Humic acid can be removed by passing through the above filter system when the amount of humic acid added is 600 μg or less.
R reaction progresses, and verotoxin gene VT1DNA, VT2D
NA could be detected. c) 6.36 × 10 ⁴ / ml or more MRSA cells were passed through the above filter system, and spa gene DNA and mecA gene DNA could be detected. d) MRSA bacterial cells were collected by centrifugation, resuspended with food sludge, passed through the above filter system, and if the inhibitory substances were removed, spa gene DNA and mecA gene DNA were removed.
Was detectable by gene amplification reaction (PCR). Further, it was revealed that the PCR inhibition by blood of A type and B type can be eliminated.

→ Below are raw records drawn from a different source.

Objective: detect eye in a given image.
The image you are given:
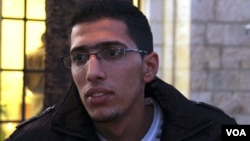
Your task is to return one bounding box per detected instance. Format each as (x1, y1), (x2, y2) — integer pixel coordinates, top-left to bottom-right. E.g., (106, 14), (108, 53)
(103, 48), (124, 58)
(72, 54), (88, 65)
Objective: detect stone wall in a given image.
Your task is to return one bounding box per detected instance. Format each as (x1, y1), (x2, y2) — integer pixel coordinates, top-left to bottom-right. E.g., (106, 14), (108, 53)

It was also found that the addition of hemolysate to the positive control inhibited PCR. e) Staphylococcus aureus stock solution (5,21 × 10 ⁸ / ml)
When food sludge and 5-fold hemolyzed blood were added to the above and passed through the above filter system, the inhibitory substance could be removed and the gene amplification product (mecA, spa) could be obtained.

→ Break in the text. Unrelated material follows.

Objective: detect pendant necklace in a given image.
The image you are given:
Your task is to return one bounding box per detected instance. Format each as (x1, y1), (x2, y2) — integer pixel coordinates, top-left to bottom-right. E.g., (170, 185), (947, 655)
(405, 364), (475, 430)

[Brief description of drawings]

1 is a schematic diagram of an apparatus for performing the method according to the present invention.

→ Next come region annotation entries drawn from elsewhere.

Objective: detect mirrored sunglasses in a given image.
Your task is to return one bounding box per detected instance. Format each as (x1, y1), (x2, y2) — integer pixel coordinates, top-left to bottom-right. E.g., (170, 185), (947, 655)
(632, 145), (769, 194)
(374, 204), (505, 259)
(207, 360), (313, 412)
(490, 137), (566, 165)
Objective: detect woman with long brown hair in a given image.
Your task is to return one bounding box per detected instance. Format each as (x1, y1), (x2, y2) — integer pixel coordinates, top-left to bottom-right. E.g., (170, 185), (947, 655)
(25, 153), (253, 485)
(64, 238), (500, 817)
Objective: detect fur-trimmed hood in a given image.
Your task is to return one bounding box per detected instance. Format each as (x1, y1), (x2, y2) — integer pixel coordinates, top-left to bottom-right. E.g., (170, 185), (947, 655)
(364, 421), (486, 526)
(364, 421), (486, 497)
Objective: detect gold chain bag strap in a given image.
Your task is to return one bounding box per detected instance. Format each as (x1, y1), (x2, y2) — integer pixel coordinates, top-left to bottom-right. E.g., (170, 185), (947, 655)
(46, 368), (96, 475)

FIG. 2 is a cross-sectional view of a filter tube used in the device.

FIG. 3 is a configuration diagram of a filter arranged in a first filter tube.

FIG. 4 is a configuration diagram of a filter arranged in a second filter tube.

[Explanation of symbols]

10 First tube rack 11 1st filter tube 12 Flange 13 filters 13a Trap filter 13b membrane filter 20 Second Tube Rack 21 Second filter tube 22 Flange 23 filters 23a, 23b glass fiber filter 23c glass powder layer 23d membrane filter 30 suction means 31 waste liquid vat 32 Waste liquid trap 33 vacuum pump

Claims (3)

[Claims] 1. A method for removing an inhibitor of an enzymatic gene amplification reaction, which comprises removing an inhibitor of an enzymatic gene amplification reaction using a filter. 2. As the filter, a filter layer for collecting and lysing bacterial cells such as Staphylococcus aureus and a filter layer for filtering and removing unwanted substances such as coagulation proteins and inhibitors of enzymatic gene amplification reaction are laminated. The first filter and D
The method for removing an inhibitor of an enzymatic gene amplification reaction according to claim 1, wherein a second filter in which a filter layer for assisting NA adsorption and a filter layer for adsorbing DNA are laminated is used. 3. The filter layer for collecting and lysing bacterial cells such as Staphylococcus aureus has a characteristic of three-dimensionally collecting Staphylococcus aureus such as a glass fiber filter, a polyethylene resin filter and a non-woven fabric filter. Used as a filter layer for filtering / removing unnecessary substances such as the coagulation protein and the inhibitor of the enzymatic gene amplification reaction, as a biologically inactive substance such as cellulose acetate and polyvinylidene fluoride, low protein adsorption Use something with sexual characteristics,
As the filter layer for adsorbing the DNA, a filter layer having a property of being inactive against a biochemical liquid such as fine borosilicate glass fiber is used, and as the filter layer for adsorbing the DNA, a silica matrix or the like is used. The method for removing an inhibitor of an enzymatic gene amplification reaction according to claim 2, wherein a material having a characteristic that the sedimentation rate in water is 0.25 cm / min or less is used.